Wednesday, March 22, 2017

Cadence Podcast: Something New for Musicians to Ponder

Indre Viskontas, the neuroscientist-soprano who hosts the "Inquiring Minds" podcast about science in our lives, has started a new podcast devoted to music and the mind called Cadence. It looks (and sounds) promising, so I thought I would share information about it here. I have listened to the first of three new episodes. There will be many more to come.

Tuesday, March 21, 2017

Spring Dances for Two Violins

In celebration of the season! You can get the music (for free) on this page of the IMSLP.

Sunday, March 19, 2017

My Brother, My Self

I have been contemplating the "why" of composition lately. After years and years of addressing the "why not?" of composing music, I find myself at an interesting point of pause. And today, after a rather busy few months spent in navigating the hows, whys, and wherefores of music written by other people (with a lot of emphasis on the hows lately), I realize that almost every piece I have written has been a "working out" of something.

I suppose that I have always thought of pieces of music as a way to work through thoughts and work out ideas. Sometimes those thoughts are veiled representations of people, places, stories, and characters. Sometimes those thoughts involve interaction between abstract ideas using instrumental voices. Sometimes those thoughts involve the behavior of characters in history or fiction that do their interacting without words, and sometimes those characters work out their "stuff" with the help of a text.

I used to think that everybody who wrote music did this, but now I am beginning to think that doing this might be a family trait.

My brother, Marshall Fine, wrote program notes for his music. In those program notes he gives explicit details of how he wove the contradictions and concerns in his personal and professional life into the music he wrote. His Rock Etudes for Solo Viola, for example, concern specific events in his life that he connected with particular rock songs from the 1960s and 1970s. (You can read the notes in the IMSLP listing.) I believe that he used a logical organization of things musical to try to work out personal frustrations and experiences in his life that he could name but could not understand.

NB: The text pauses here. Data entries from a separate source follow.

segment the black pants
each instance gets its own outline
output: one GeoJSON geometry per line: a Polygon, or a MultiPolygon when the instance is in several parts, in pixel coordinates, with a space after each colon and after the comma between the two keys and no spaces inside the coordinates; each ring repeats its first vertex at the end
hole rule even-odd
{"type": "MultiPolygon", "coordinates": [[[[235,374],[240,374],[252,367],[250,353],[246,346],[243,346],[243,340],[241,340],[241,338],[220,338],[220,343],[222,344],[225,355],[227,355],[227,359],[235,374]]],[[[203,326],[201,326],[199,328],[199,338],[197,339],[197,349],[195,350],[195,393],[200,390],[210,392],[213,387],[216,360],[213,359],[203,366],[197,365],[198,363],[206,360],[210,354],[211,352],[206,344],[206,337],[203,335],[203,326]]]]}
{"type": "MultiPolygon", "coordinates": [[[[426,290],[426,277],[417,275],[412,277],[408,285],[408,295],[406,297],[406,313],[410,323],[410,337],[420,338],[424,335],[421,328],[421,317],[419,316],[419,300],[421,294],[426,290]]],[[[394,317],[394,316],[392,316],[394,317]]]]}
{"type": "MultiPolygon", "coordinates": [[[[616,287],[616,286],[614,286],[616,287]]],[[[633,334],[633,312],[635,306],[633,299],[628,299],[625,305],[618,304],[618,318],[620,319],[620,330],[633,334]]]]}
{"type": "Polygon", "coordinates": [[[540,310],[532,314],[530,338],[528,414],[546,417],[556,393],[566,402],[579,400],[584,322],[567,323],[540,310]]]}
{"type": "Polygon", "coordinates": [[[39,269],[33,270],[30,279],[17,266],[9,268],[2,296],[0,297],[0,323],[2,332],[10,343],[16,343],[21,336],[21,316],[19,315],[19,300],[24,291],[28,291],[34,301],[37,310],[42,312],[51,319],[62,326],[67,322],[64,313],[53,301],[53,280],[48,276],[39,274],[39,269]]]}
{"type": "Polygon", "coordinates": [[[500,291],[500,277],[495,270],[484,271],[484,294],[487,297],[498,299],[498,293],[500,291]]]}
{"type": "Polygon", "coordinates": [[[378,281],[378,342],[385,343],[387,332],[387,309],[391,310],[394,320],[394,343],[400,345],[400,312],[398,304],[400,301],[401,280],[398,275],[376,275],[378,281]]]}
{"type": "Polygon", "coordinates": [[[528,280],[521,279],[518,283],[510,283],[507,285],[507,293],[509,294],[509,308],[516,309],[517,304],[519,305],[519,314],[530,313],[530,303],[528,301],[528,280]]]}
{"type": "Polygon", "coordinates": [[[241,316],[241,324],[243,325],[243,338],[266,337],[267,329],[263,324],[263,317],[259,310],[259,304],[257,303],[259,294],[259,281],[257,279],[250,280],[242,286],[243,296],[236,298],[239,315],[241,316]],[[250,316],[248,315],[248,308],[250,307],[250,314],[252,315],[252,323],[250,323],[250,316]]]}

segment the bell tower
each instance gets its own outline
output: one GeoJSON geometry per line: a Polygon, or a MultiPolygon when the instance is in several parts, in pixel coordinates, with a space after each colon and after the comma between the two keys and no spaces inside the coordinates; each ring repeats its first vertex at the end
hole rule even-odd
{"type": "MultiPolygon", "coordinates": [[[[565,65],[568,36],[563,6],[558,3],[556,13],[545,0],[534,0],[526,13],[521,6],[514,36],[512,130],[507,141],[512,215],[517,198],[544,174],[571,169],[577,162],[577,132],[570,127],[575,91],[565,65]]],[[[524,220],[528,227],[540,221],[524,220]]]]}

Every person on the autism spectrum has a unique set of challenges that make interpreting the workings of the world difficult, but because of Marshall's particular make-up, his particular "off-the-charts" set of musical gifts, his outspoken nature, and the relatively small size of his communities (the community of violists, the community of classical musicians in Memphis and Branson), he loomed large.

He certainly always loomed large in my world (and still does). Understanding something of this brother-sister bond through our shared attitude toward creative work gives me strength. My perception of the world is (as far as I can tell) that of a "neuro-typical" person, but the musical "working out" of interactions and ideas is nevertheless the reason that I like to write music.

The Italian violist Daniele Colombo's recording of Marshall's Rock Etudes will be coming out in the Solitudes label in the not-too-distant future. Daniele plays them spectacularly.